La Europea y La Benefactora - Una colocación extraña

Volvió Manuel al estudio de Álex. Éste, incomodado con el muchacho por haberse ido del estudio sin despedirse, no quiso que se quedara allí de nuevo.

Preguntaron los bohemios que se reunían en el taller por la vida de Bernardo, y se hicieron una porción de comentarios humorísticos acerca de la suerte que el destino reservaba a la cabeza del fotógrafo.

-¿De manera que Roberto le revelaba los clisés? -dijo uno.

-Sí.

-Le retocaba las placas y la mujer -añadió otro.

-¡Qué sinvergüenza es el tal Bernardo!

-No, es un filósofo de la escuela de Cándido. Ser cornudo y cultivar la huerta. Es la verdadera felicidad.

-¿Y tú qué vas a hacer? -preguntó Álex irónicamente a Manuel.

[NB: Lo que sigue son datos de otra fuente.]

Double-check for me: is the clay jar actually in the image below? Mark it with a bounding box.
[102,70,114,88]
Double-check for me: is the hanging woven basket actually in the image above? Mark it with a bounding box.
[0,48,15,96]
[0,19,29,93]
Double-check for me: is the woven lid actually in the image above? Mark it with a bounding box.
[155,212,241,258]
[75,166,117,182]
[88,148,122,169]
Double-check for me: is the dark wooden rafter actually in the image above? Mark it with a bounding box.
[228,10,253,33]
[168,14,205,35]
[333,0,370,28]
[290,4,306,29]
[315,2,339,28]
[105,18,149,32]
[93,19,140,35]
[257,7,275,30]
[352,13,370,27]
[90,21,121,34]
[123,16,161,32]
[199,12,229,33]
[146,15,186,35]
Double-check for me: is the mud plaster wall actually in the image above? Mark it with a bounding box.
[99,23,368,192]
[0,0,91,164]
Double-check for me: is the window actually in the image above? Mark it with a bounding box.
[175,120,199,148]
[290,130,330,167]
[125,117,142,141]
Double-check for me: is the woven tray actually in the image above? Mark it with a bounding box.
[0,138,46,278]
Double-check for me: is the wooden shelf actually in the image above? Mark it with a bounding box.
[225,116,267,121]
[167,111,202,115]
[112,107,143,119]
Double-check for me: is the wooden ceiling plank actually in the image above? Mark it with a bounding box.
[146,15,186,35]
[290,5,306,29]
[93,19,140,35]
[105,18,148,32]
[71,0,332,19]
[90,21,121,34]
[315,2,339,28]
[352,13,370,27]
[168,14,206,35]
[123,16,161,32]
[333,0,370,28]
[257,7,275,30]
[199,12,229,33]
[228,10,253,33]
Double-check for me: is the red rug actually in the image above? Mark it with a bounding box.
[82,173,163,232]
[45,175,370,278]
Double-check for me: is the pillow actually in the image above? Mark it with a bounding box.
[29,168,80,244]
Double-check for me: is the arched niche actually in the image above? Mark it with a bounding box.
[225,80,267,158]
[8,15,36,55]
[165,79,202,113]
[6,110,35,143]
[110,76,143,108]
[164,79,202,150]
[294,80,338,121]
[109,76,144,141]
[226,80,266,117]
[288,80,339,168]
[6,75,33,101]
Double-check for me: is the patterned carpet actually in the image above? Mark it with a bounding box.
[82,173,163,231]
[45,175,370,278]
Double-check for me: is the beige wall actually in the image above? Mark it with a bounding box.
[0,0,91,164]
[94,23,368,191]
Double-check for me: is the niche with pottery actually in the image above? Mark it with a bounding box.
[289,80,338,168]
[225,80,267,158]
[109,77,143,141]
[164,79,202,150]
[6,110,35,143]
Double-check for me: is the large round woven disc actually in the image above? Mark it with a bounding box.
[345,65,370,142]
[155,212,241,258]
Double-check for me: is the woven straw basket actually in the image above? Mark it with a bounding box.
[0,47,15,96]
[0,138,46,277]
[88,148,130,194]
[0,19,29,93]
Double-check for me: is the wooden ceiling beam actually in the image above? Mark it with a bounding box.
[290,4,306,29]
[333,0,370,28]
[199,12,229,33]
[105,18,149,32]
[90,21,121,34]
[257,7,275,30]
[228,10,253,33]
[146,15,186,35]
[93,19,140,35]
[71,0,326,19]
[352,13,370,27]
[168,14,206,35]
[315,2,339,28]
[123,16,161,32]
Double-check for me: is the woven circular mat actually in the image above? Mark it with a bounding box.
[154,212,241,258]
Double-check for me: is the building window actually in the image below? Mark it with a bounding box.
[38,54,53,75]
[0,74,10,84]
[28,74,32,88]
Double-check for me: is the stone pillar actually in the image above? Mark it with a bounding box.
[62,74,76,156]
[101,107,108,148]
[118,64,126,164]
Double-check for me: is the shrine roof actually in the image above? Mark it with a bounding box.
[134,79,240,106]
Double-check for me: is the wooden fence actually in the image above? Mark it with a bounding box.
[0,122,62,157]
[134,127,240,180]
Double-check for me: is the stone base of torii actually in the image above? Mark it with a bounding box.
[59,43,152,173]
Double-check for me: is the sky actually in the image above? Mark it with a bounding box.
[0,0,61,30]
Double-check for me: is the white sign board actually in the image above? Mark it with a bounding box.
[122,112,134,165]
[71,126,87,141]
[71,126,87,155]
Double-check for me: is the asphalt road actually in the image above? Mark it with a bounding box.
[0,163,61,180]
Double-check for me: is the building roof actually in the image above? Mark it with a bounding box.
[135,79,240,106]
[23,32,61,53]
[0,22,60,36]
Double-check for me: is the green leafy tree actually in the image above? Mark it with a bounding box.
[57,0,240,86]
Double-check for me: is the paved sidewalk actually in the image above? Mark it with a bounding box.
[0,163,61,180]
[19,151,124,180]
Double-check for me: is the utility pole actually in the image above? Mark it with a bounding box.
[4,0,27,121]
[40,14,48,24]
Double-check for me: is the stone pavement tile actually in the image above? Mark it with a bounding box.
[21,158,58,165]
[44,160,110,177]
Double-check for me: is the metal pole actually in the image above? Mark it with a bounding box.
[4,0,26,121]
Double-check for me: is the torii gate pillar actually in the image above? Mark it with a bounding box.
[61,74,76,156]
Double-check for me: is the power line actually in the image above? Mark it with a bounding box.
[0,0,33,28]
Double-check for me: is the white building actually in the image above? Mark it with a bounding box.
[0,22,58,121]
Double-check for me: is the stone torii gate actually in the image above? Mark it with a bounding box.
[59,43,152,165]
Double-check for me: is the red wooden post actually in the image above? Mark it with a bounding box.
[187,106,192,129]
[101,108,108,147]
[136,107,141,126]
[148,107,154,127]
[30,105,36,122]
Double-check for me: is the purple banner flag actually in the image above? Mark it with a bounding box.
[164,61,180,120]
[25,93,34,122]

-No sé; buscaré una colocación.

-Hombre, ¿ustedes conocen a un señor don Bonifacio Mingote, que vive en el tercer piso de esta casa? -dijo don Servando Arzubiaga, el hombre enjuto e indiferente.

-No.

-Es un agente de colocaciones. No debe de tenerlas muy buenas cuando no se ha colocado él. Yo le conozco del periódico; antes era representante de unas aguas minerales, y solía llevar anuncios. Me habló el otro día de que necesitaba un chico.

Véanle ustedes -replicó Álex.

-¿Tú no aspiras a ser grande de España, verdad? -preguntó don Servando a Manuel, con una sonrisa entre irónica y bondadosa.

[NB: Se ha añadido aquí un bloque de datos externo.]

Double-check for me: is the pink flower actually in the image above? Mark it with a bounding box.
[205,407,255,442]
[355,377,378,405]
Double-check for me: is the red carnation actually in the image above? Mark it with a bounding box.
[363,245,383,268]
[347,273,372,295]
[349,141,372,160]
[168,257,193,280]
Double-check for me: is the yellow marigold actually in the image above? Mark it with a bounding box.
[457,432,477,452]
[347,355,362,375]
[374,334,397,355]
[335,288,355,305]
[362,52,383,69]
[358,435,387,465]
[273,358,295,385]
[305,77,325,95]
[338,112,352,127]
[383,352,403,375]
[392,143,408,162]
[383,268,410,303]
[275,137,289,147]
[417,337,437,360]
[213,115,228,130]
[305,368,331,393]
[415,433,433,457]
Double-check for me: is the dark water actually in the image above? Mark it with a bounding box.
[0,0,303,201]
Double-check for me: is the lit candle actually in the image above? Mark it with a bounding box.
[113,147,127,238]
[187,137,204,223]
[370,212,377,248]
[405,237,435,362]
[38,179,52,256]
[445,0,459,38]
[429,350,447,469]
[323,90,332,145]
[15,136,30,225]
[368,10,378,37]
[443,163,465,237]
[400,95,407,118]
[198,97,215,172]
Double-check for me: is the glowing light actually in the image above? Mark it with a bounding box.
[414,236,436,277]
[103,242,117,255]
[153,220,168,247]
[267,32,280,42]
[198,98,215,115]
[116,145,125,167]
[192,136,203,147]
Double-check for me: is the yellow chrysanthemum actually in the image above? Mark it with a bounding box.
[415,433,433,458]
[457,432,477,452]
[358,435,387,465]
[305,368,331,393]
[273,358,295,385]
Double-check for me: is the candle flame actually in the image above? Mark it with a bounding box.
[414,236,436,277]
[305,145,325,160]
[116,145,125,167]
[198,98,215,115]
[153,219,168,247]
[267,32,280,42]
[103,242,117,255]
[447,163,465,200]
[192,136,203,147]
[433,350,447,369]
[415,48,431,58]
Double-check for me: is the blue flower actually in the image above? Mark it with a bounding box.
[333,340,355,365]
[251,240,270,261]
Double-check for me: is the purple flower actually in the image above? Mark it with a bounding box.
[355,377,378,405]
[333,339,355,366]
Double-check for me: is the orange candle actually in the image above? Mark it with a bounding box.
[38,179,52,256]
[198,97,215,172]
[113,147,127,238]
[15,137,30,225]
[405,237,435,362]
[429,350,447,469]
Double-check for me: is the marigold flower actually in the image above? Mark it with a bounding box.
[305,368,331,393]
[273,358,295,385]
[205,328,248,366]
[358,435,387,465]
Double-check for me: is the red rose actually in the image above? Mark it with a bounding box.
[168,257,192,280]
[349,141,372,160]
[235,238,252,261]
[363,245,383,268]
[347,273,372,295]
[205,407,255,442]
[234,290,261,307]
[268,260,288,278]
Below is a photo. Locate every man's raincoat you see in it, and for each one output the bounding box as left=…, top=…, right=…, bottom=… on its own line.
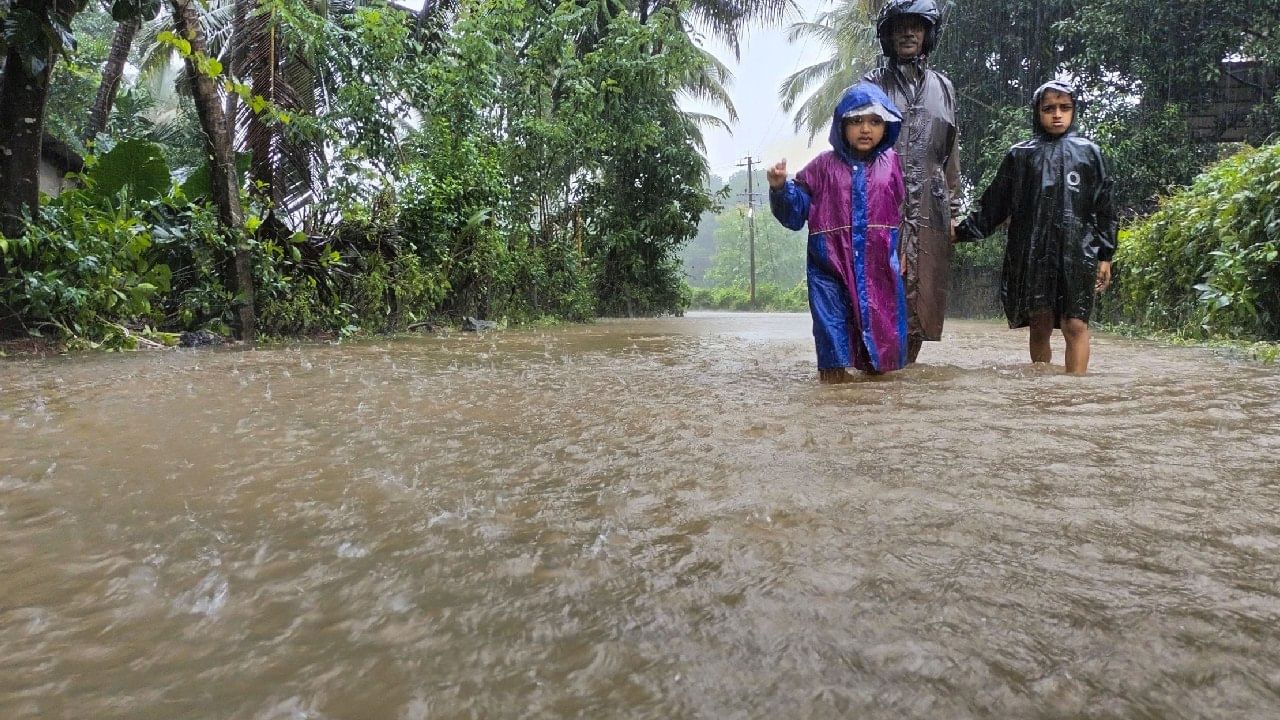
left=769, top=83, right=906, bottom=373
left=956, top=81, right=1116, bottom=328
left=863, top=36, right=960, bottom=341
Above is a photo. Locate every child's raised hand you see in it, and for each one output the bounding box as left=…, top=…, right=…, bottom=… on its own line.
left=764, top=158, right=787, bottom=190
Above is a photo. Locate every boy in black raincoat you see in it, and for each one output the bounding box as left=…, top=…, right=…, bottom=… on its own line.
left=956, top=81, right=1116, bottom=375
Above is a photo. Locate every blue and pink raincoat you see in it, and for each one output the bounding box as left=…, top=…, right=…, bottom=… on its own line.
left=769, top=82, right=906, bottom=373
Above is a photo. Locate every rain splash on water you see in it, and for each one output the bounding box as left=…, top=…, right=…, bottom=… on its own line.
left=0, top=314, right=1280, bottom=720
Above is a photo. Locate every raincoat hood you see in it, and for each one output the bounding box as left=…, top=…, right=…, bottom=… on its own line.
left=1032, top=79, right=1080, bottom=140
left=828, top=82, right=902, bottom=160
left=876, top=0, right=942, bottom=59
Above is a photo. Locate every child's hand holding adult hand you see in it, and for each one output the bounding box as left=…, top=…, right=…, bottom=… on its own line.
left=764, top=158, right=787, bottom=190
left=1093, top=260, right=1111, bottom=292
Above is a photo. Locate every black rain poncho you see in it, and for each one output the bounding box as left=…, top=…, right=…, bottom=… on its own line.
left=956, top=82, right=1116, bottom=328
left=863, top=0, right=960, bottom=345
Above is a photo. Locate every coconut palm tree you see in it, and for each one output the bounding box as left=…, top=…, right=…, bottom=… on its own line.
left=778, top=0, right=884, bottom=140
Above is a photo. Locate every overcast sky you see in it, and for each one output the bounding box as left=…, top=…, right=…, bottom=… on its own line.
left=681, top=0, right=831, bottom=179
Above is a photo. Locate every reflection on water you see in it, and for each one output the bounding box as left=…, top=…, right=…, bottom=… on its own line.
left=0, top=315, right=1280, bottom=719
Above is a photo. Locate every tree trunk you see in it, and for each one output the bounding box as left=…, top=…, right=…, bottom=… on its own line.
left=172, top=0, right=257, bottom=345
left=84, top=19, right=142, bottom=145
left=0, top=45, right=52, bottom=237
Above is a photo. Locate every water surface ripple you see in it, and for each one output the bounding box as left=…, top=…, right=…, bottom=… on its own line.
left=0, top=314, right=1280, bottom=720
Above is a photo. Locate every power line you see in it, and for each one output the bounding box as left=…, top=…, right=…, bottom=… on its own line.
left=737, top=155, right=756, bottom=309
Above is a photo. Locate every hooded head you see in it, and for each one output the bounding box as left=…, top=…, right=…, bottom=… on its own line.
left=828, top=81, right=902, bottom=159
left=876, top=0, right=942, bottom=58
left=1032, top=79, right=1080, bottom=137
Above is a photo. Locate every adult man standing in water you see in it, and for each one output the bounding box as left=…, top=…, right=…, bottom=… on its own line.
left=863, top=0, right=960, bottom=363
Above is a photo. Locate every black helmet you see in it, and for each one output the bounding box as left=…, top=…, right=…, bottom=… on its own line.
left=876, top=0, right=942, bottom=58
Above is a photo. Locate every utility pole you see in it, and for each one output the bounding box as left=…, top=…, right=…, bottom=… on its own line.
left=737, top=155, right=755, bottom=304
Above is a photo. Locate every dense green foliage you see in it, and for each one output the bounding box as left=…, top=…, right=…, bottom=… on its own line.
left=1105, top=143, right=1280, bottom=340
left=0, top=0, right=732, bottom=343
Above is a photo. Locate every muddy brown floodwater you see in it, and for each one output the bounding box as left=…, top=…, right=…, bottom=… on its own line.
left=0, top=314, right=1280, bottom=720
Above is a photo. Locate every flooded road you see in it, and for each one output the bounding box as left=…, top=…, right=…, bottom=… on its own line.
left=0, top=314, right=1280, bottom=720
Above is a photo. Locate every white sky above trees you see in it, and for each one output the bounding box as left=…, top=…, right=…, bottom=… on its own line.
left=681, top=0, right=834, bottom=179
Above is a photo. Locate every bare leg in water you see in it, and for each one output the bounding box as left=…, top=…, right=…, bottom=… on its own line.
left=1029, top=310, right=1053, bottom=363
left=1029, top=313, right=1089, bottom=375
left=1062, top=318, right=1089, bottom=375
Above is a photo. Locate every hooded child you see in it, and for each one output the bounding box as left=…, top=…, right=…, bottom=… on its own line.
left=768, top=82, right=906, bottom=382
left=956, top=81, right=1116, bottom=375
left=863, top=0, right=960, bottom=363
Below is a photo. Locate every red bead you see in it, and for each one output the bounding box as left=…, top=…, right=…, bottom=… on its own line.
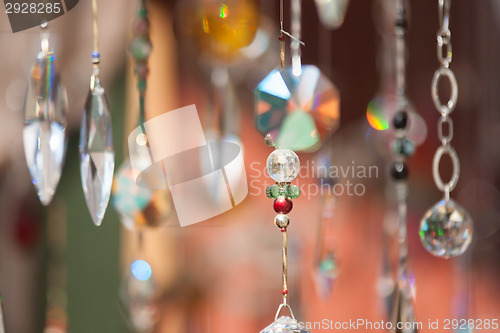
left=274, top=195, right=293, bottom=214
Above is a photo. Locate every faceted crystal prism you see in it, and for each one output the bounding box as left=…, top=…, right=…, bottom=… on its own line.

-No, ni usted tampoco -dijo desenfadado Manuel.

Don Servando se echó a reír.

-Si quieres, le veremos a ese Mingote. ¿Vamos ahora mismo?

-Vamos, si usted quiere.

Bajaron al tercero de la casa, llamaron en una puerta y les hicieron pasar a un comedor estrecho. Preguntaron por el agente, y una criada zarrapastrosa les mostró una puerta. Llamó don Servando con los nudillos, y al oír: «¡Adelante!», que dijeron de dentro, pasaron los dos al interior del cuarto.

Un hombre gordo, de bigote grueso y pintado, envuelto en un mantón de mujer, que iba y venía, hablando y accionando con un junquillo en la mano derecha, se detuvo, y, abriendo los brazos con grandes extremos y en un tono teatral, exclamó:

-¡Oh, mi señor don Servando! ¡Tanto bueno por aquí!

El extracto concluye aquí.